Circular Structure Detection

from rna_secstruct.connectivity import is_circular

conn = [1, 2, 0]  # Circular: 0->1, 1->2, 2->0
is_circ = is_circular(0, conn)
print(is_circ)  # True

Statistics & Analysis

Basic Statistics

struct = SecStruct("GGGAAACCC", "(((...)))")

# Base pair statistics
print(struct.get_num_basepairs())    # 3
print(struct.get_num_unpaired())    # 3

# GC content
print(struct.get_gc_content())       # 0.666... (2/3)

# Helix information
helix_lengths = struct.get_helix_lengths()
print(helix_lengths)                # [3] (lengths of all helices)

# Motif counts
print(struct.get_num_motifs())       # 2
print(len(struct.get_helices()))     # 1
print(len(struct.get_hairpins()))    # 1
print(len(struct.get_junctions()))   # 0

Structure Comparison

struct1 = SecStruct("GGGAAACCC", "(((...)))")
struct2 = SecStruct("GGGAAACCC", "(((...)))")
struct3 = SecStruct("AAA", "...")

# Equality
print(struct1 == struct2)            # True
print(struct1 == struct3)           # False

# Structural similarity (structure string comparison)
similarity = struct1.structural_similarity(struct2)
print(similarity)                    # 1.0 (identical structures)

# Sequence identity
identity = struct1.sequence_identity(struct2)
print(identity)                      # 1.0 (identical sequences)

Validation & Normalization

Validation

struct = SecStruct("GGGAAACCC", "(((...)))")

# Validate structure (raises ValueError if invalid)
try:
    struct.validate()
    print("Structure is valid!")
except ValueError as e:
    print(f"Invalid structure: {e}")

# Check validity (non-raising)
if struct.is_valid():
    print("Structure is valid")
else:
    print("Structure is invalid")

Normalization

struct = SecStruct("gggaaaccc", "(((...)))")

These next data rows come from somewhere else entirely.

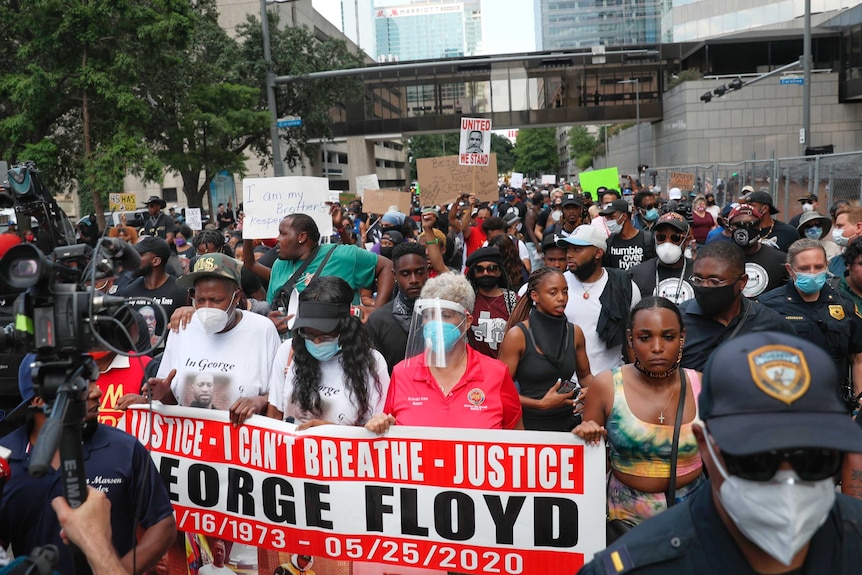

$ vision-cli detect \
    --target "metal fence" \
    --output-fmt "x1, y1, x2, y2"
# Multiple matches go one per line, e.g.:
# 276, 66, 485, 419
646, 151, 862, 214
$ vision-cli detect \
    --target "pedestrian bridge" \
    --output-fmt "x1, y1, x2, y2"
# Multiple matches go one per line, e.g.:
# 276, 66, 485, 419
275, 43, 702, 138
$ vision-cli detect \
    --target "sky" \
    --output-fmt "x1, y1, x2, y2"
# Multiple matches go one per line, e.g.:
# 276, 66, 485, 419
312, 0, 536, 54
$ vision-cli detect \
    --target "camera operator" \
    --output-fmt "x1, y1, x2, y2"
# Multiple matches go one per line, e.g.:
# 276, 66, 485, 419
0, 354, 176, 573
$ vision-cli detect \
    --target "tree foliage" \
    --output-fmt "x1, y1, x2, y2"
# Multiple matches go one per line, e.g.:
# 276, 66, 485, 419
513, 128, 559, 177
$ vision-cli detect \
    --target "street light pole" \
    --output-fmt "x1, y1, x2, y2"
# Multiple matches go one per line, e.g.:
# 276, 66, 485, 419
260, 0, 284, 177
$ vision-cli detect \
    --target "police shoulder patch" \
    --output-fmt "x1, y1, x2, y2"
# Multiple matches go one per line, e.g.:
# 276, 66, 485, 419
748, 345, 811, 405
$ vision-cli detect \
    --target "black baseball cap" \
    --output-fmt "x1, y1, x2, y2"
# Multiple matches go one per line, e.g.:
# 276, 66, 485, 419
698, 332, 862, 455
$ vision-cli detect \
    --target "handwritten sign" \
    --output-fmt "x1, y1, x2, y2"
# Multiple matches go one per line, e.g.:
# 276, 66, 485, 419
458, 118, 491, 166
667, 172, 696, 192
362, 190, 411, 215
578, 168, 620, 196
242, 176, 332, 239
416, 154, 500, 206
108, 194, 138, 212
186, 208, 203, 230
354, 174, 380, 198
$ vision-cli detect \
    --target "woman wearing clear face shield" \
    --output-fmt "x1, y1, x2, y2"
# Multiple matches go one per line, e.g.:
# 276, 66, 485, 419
365, 273, 523, 434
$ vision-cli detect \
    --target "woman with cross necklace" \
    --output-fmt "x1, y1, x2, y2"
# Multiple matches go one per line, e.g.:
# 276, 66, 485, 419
574, 296, 704, 524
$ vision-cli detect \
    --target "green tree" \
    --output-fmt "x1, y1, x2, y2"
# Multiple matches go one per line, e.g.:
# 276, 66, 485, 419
514, 128, 559, 177
0, 0, 190, 225
491, 134, 515, 174
407, 132, 462, 180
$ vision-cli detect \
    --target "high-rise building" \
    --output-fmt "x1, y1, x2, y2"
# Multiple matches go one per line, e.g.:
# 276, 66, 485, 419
536, 0, 671, 50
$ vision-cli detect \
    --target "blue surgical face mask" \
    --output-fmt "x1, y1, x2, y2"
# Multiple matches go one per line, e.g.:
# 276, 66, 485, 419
805, 226, 823, 240
422, 320, 462, 355
305, 338, 341, 361
793, 271, 826, 294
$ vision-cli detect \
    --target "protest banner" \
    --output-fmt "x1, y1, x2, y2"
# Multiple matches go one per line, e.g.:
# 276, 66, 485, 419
242, 176, 332, 240
416, 154, 500, 206
108, 193, 138, 212
186, 208, 204, 230
667, 172, 696, 192
362, 190, 411, 215
121, 405, 605, 575
354, 174, 380, 199
509, 172, 524, 189
578, 168, 620, 196
458, 118, 491, 166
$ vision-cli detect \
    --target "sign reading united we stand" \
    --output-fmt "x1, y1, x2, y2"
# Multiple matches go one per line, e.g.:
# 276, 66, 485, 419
458, 118, 491, 166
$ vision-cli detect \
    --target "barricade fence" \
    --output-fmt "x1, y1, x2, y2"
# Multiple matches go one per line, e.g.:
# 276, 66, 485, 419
644, 151, 862, 214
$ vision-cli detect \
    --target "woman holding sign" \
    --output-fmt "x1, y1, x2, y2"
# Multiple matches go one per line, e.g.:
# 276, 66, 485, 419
365, 273, 524, 434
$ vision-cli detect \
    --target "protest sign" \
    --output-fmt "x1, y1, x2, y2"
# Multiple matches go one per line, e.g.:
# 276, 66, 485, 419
362, 190, 411, 215
667, 172, 696, 192
186, 208, 204, 230
416, 154, 500, 206
355, 174, 380, 199
578, 168, 620, 195
108, 194, 138, 212
509, 172, 524, 189
242, 176, 332, 240
121, 405, 605, 575
458, 118, 491, 166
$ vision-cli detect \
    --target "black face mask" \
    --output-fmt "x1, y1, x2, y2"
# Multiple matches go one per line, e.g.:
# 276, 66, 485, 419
473, 275, 500, 289
694, 282, 736, 315
572, 259, 599, 281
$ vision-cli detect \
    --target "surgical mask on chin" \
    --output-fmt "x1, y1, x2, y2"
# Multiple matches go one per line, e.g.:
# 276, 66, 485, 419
793, 272, 826, 295
705, 433, 835, 566
195, 293, 236, 335
805, 226, 823, 240
832, 228, 850, 248
655, 242, 682, 265
305, 338, 341, 361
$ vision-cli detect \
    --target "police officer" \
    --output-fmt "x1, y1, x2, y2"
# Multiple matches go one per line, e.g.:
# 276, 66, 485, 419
580, 332, 862, 575
759, 238, 862, 410
144, 196, 177, 245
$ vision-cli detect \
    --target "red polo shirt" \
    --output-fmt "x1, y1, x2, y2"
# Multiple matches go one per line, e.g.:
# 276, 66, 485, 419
383, 346, 521, 429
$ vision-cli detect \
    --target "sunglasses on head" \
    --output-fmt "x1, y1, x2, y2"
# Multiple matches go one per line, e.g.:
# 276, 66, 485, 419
721, 448, 844, 481
655, 234, 685, 244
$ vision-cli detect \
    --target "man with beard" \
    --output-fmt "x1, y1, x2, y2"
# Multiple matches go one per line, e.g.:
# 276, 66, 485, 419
116, 238, 189, 348
727, 204, 788, 298
365, 243, 428, 375
557, 224, 641, 375
680, 242, 795, 371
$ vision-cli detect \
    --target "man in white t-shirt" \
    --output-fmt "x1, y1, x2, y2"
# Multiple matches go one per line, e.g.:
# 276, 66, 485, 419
148, 253, 280, 424
557, 224, 641, 375
198, 539, 234, 575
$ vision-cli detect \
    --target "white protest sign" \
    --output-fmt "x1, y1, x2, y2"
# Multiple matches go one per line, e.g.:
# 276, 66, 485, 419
242, 176, 332, 240
354, 174, 380, 198
458, 118, 491, 166
509, 172, 524, 188
186, 208, 203, 230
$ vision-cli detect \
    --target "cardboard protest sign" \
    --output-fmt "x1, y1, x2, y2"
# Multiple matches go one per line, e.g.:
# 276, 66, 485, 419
416, 154, 500, 206
667, 172, 696, 192
578, 168, 620, 195
362, 190, 411, 215
242, 176, 332, 239
120, 405, 606, 575
458, 118, 491, 166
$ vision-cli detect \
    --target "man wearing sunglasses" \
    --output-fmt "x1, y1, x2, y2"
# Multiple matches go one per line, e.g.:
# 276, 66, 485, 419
629, 212, 694, 304
580, 332, 862, 575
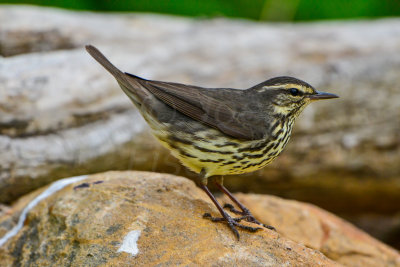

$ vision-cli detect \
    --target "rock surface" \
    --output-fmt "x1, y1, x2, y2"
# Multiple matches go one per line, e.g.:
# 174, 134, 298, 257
0, 172, 400, 266
0, 6, 400, 249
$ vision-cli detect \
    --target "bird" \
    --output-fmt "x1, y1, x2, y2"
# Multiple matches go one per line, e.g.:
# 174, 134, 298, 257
86, 45, 338, 240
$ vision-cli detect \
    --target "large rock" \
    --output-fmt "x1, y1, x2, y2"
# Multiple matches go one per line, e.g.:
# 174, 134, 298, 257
0, 6, 400, 246
0, 172, 400, 266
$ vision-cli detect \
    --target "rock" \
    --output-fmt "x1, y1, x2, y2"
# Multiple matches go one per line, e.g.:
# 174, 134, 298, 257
0, 172, 342, 266
221, 194, 400, 266
0, 6, 400, 245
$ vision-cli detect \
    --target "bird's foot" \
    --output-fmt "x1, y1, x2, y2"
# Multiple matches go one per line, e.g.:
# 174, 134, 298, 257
224, 203, 276, 231
203, 213, 262, 239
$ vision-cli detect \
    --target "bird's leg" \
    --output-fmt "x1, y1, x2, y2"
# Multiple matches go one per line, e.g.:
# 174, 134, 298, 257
215, 183, 276, 231
199, 171, 262, 240
200, 185, 262, 240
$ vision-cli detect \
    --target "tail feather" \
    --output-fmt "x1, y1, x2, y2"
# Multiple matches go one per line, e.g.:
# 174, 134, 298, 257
86, 45, 150, 105
86, 45, 130, 87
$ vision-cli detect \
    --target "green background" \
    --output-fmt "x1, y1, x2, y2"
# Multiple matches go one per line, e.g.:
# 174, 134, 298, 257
0, 0, 400, 21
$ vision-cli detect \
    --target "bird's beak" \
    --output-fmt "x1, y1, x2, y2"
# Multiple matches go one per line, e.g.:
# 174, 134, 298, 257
308, 91, 338, 100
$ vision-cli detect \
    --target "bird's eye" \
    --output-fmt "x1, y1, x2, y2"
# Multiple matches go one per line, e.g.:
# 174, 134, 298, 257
289, 88, 301, 96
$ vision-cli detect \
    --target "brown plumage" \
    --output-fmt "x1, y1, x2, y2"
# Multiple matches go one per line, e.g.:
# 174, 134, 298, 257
86, 46, 337, 238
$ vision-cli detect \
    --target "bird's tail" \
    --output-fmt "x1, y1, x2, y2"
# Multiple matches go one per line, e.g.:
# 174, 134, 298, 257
86, 45, 129, 87
86, 45, 149, 106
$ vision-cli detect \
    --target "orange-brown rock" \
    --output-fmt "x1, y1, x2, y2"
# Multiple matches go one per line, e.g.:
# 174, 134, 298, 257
0, 172, 400, 266
221, 194, 400, 267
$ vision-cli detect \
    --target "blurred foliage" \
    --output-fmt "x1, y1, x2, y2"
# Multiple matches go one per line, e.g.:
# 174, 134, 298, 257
0, 0, 400, 21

# Normalize (uppercase, T->U conversion)
normalized = struct.normalize()
print(normalized.sequence)  # GGGAAACCC (uppercase)
# T nucleotides are converted to U

Comparison Operations

struct1 = SecStruct("GGGAAACCC", "(((...)))")
struct2 = SecStruct("GGGAAACCC", "(((...)))")
struct3 = SecStruct("AAA", "...")

# Equality
print(struct1 == struct2)  # True
print(struct1 == struct3)  # False

# Structural similarity (0.0 to 1.0)
similarity = struct1.structural_similarity(struct2)
print(similarity)  # 1.0

# Sequence identity (0.0 to 1.0)
identity = struct1.sequence_identity(struct2)
print(identity)  # 1.0

JSON Serialization

Basic JSON Operations

from rna_secstruct import SecStruct

struct = SecStruct("GGGAAACCC", "(((...)))")

# Convert to dictionary
data = struct.to_dict()
print(data)
# {'sequence': 'GGGAAACCC', 'structure': '(((...)))', 'motifs': [...]}

# Convert to JSON string
json_str = struct.to_json(indent=2)
print(json_str)

# Create from dictionary
struct2 = SecStruct.from_dict(data)

# Create from JSON string
struct3 = SecStruct.from_json(json_str)

File Operations

struct = SecStruct("GGGAAACCC", "(((...)))")

# Save to file
struct.to_json_file("structure.json", indent=2)

# Load from file
loaded = SecStruct.from_json_file("structure.json")

Custom JSON Encoder

from rna_secstruct.json_encoder import SecStructJSONEncoder, dumps, loads
import json

struct = SecStruct("GGGAAACCC", "(((...)))")

# Use custom encoder
json_str = json.dumps(struct, cls=SecStructJSONEncoder, indent=2)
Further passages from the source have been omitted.